Goodbye, Glen Murray — Ontario farmers will never forget you

by

Opinion

I thought goodbyes were supposed to be hard, and that they usually bring tears, hugs, and long waves of sorrow.

Not always.

Glen Murray’s resignation as Ontario’s Minister of Environment and Climate Change has left many farmers across the province smiling, even though the wake of his non-science-based decision-making will be felt long after he is gone.

Murray the environment minister will be remembered by the agriculture community in Ontario for taking away a useful tool for raising crops — neonic seed treatments — based on a non-scientific reaction and a plan pushed by activists. In a process that lacked any genuine industry consultation, the reduction in the use of neonics was going to happen no matter what science said. Farmers were plainly steamrolled on the neonic ban due to Glen Murray’s idealogical-based decision making.

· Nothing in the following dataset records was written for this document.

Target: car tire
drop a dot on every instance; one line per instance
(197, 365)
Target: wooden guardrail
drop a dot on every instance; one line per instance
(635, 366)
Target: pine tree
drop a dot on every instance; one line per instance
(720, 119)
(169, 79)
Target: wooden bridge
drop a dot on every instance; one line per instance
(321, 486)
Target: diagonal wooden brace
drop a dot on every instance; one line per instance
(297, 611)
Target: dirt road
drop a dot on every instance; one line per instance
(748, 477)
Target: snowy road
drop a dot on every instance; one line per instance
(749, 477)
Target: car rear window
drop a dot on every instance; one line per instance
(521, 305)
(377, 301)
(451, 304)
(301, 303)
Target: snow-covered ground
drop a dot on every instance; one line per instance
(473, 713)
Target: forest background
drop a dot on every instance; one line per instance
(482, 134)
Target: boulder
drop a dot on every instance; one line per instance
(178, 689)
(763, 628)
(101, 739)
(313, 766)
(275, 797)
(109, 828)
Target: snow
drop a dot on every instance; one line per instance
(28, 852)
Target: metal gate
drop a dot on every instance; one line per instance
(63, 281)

As our own Bern Tobin noted, Murray “made few friends in the Ontario farm sector with his push to restrict use of neonicotinoid seed treatments, dismiss sound science, and impose the will of his urban-dominated government on the province’s farmers.”

 READ: Did Farmers Just Save the Bees before Glen Murray Could?

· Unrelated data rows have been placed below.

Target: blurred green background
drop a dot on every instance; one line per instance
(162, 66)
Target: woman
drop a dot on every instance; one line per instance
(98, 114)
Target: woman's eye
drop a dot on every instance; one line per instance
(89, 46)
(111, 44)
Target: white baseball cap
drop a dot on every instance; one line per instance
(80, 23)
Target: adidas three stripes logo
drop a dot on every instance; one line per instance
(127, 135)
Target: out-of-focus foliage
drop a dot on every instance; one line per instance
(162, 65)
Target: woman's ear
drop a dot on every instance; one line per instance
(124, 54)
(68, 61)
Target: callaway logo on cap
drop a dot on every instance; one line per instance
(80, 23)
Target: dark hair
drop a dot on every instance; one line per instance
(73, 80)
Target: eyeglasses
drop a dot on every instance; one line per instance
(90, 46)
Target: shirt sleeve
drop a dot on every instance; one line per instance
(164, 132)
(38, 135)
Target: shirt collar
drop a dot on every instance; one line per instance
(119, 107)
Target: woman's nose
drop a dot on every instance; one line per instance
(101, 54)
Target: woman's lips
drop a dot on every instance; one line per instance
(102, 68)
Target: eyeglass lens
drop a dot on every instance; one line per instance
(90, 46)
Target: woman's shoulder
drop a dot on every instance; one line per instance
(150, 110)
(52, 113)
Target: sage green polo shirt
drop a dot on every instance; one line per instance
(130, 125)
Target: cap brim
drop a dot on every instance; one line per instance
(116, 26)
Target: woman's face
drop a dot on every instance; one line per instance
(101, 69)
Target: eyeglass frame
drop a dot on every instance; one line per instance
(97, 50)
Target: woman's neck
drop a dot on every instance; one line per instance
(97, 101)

There was a point last fall where Murray apologized to farmers at the Ontario Federation of Agriculture meeting. In a surprising 20-minute address, a contrite Murray apologized to the convention for his poor relationship with the province’s farm community and committed to mending his ways.

“I apologize to you for anything that I said that might have hurt or been offensive,” Murray told the meeting, claiming that many of the things attributed to him he did not actually say. “I will double down in my efforts to work with you and to sort through the problem. I hope this will be the beginning of the conversation, not the end.”

Many did not take his fence-mending speech seriously as he showed little willingness to ever have a conversation. For example, he regularly blocked farmers and other agriculture industry people on his Twitter account. I include myself in the blocked camp.

The bitterest pill for many was that Murray and the Ministry of Environment, not the Ministry of Agriculture, dictated how farmers grow crops in Ontario. Ideologically sympatico with Premier Kathleen Wynne, Murray’s views on the environment, climate change, and what was best for bee health were very influential on provincial policy.

Farmers in Ontario are saying goodbye or good riddance as Glen Murray moves on (to the Calgary-based Pembina Institute), but they surely they will never forget him and the impact he had.